Linearization and Homogenization of nonlinear elasticity close to stress-free joints

TL;DR

This paper investigates the homogenization and linearization of nonlinear hyperelastic composites with microstructure and prestrain near stress-free joints, revealing coupled effects and providing a new analytical estimate for Jones domains.

Contribution

It establishes convergence of limits to a unified linearized homogenized model, introduces a coupled homogenization of prestrain, and develops a new geometric rigidity estimate for Jones domains.

Findings

Converged homogenized model with prestrain for nonlinear elasticity.

Coupled homogenization of material and prestrain effects.

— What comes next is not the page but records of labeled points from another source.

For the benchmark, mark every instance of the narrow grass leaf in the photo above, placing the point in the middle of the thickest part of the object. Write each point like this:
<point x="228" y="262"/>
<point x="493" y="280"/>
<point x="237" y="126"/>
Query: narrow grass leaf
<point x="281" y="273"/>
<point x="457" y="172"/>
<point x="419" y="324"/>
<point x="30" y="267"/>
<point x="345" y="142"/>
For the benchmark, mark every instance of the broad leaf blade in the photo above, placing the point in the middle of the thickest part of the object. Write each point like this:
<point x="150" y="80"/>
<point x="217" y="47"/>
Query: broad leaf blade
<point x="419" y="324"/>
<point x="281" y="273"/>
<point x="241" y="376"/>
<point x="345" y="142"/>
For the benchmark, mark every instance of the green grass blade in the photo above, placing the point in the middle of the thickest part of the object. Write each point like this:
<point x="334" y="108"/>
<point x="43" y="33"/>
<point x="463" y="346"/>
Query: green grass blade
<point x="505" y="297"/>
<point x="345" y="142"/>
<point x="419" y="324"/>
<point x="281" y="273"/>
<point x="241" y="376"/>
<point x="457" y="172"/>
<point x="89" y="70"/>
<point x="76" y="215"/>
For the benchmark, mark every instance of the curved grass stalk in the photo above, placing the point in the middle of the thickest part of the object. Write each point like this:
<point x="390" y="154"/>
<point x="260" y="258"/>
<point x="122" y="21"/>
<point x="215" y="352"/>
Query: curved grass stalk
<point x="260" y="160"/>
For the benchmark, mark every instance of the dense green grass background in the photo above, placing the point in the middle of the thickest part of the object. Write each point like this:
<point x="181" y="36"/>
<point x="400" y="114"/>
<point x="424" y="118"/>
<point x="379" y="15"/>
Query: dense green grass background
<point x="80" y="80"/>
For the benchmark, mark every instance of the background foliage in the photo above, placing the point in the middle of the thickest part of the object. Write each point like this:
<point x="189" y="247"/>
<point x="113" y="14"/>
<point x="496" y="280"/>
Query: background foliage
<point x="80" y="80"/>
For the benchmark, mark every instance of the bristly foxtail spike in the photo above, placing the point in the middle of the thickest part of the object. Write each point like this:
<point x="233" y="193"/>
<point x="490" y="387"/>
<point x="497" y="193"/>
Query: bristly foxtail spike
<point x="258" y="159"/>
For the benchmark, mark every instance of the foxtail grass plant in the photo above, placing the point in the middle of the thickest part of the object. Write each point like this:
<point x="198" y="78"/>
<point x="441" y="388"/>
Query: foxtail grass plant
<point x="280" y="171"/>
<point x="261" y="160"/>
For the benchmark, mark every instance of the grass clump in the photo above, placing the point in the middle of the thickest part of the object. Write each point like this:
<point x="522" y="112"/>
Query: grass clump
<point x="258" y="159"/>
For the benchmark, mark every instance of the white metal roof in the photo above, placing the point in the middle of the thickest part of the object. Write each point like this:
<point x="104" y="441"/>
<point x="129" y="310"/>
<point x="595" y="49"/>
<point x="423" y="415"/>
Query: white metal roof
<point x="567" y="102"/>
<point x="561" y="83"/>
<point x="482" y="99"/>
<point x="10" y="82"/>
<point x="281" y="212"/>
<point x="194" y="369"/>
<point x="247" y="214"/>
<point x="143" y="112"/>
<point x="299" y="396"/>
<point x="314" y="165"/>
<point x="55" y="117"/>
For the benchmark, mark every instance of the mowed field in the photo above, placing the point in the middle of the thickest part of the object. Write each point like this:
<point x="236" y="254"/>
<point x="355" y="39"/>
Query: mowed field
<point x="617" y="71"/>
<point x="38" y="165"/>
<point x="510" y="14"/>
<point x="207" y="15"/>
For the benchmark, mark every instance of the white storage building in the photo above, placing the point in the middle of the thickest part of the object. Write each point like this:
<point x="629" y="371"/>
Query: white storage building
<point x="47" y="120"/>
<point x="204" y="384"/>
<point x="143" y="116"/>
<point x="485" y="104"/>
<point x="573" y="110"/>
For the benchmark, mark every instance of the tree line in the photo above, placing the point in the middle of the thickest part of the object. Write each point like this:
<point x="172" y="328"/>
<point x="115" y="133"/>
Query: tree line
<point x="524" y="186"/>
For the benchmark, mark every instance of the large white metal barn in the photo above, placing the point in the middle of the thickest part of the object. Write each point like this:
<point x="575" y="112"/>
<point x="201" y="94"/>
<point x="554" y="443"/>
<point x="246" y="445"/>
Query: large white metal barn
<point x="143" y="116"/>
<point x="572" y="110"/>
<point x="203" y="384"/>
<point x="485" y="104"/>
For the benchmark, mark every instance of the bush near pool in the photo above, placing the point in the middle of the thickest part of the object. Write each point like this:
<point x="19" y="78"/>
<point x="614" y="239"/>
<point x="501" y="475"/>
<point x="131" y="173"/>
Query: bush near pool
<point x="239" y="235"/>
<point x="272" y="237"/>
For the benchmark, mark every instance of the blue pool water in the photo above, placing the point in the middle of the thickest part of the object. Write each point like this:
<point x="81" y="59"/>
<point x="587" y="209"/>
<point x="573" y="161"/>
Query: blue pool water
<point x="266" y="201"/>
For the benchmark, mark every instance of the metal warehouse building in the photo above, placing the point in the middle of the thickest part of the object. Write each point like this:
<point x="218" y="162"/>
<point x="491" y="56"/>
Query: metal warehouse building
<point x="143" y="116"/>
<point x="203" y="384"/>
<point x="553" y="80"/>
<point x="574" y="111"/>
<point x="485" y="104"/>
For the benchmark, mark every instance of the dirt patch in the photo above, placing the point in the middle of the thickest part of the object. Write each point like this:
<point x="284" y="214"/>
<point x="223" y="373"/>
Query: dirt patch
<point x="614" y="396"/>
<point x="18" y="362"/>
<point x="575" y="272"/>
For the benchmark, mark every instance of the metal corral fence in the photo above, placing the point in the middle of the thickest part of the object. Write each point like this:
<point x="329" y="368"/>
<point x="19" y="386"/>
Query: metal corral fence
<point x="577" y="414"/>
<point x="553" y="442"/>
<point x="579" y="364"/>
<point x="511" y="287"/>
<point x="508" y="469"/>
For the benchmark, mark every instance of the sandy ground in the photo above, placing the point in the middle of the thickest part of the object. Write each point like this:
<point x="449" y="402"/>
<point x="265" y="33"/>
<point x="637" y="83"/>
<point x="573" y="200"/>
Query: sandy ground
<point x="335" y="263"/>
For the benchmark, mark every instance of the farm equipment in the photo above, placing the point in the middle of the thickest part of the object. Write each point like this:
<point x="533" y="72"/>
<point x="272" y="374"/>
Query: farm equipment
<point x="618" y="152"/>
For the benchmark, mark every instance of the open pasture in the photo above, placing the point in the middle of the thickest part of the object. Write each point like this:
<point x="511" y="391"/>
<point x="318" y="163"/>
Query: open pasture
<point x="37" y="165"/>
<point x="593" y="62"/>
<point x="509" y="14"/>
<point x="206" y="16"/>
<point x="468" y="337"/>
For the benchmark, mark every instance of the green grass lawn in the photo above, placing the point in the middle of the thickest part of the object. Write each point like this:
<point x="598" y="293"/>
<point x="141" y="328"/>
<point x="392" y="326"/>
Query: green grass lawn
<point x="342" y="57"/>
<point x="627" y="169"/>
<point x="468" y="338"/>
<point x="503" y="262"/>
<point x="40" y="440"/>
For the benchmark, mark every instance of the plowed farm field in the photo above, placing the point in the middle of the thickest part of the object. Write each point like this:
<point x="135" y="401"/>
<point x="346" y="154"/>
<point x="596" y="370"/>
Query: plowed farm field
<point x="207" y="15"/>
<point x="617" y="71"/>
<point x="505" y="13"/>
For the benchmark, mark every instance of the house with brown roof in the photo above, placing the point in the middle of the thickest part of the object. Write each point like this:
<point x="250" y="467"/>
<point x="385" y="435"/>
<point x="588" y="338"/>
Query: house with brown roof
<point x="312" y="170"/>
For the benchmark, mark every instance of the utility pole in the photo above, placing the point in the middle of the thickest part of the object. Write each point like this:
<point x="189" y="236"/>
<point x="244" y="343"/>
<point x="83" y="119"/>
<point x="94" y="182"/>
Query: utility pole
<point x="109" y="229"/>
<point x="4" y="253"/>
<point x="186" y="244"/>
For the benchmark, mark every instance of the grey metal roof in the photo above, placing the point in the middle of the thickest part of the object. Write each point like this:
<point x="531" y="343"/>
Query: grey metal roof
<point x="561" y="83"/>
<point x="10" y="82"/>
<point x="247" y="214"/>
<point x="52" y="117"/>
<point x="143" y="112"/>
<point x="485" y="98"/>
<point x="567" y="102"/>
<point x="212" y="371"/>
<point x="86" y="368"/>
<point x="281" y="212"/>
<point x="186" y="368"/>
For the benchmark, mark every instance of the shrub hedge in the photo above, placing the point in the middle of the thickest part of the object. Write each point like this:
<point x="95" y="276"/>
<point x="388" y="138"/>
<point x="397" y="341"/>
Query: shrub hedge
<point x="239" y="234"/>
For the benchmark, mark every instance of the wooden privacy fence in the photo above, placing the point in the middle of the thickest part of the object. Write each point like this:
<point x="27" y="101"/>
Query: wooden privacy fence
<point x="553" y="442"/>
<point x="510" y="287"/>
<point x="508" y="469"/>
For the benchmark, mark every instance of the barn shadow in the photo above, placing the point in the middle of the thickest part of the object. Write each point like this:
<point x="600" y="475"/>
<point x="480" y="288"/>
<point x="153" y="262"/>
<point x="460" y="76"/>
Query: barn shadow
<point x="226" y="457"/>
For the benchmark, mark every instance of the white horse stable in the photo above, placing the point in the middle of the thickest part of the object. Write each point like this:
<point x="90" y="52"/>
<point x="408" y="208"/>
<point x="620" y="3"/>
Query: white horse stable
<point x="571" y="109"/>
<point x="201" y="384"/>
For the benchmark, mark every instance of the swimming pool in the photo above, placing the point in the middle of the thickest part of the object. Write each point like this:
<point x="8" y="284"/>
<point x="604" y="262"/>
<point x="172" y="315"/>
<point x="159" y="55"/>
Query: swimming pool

New geometric rigidity estimate for Jones domains.

Abstract

In this paper, we study a hyperelastic composite material with a periodic microstructure and a prestrain close to a stress-free joint. We consider two limits associated with linearization and homogenization. Unlike previous studies that focus on composites with a stress-free reference configuration, the minimizers of the elastic energy functional in the prestrained case are not explicitly known. Consequently, it is initially unclear at which deformation to perform the linearization. Our main result shows that both the consecutive and simultaneous limits converge to a single homogenized model of linearized elasticity. This model features a homogenized prestrain and provides first-order information about the minimizers of the original nonlinear model. We find that the homogenization of the material and the homogenization of the prestrain are generally coupled and cannot be considered separately. Additionally, we establish an asymptotic quadratic expansion of the homogenized stored energy function and present a detailed analysis of the effective model for laminate composite materials. A key analytical contribution of our paper is a new mixed-growth version of the geometric rigidity estimate for Jones domains. The proof of this result relies on the construction of an extension operator for Jones domains adapted to geometric rigidity.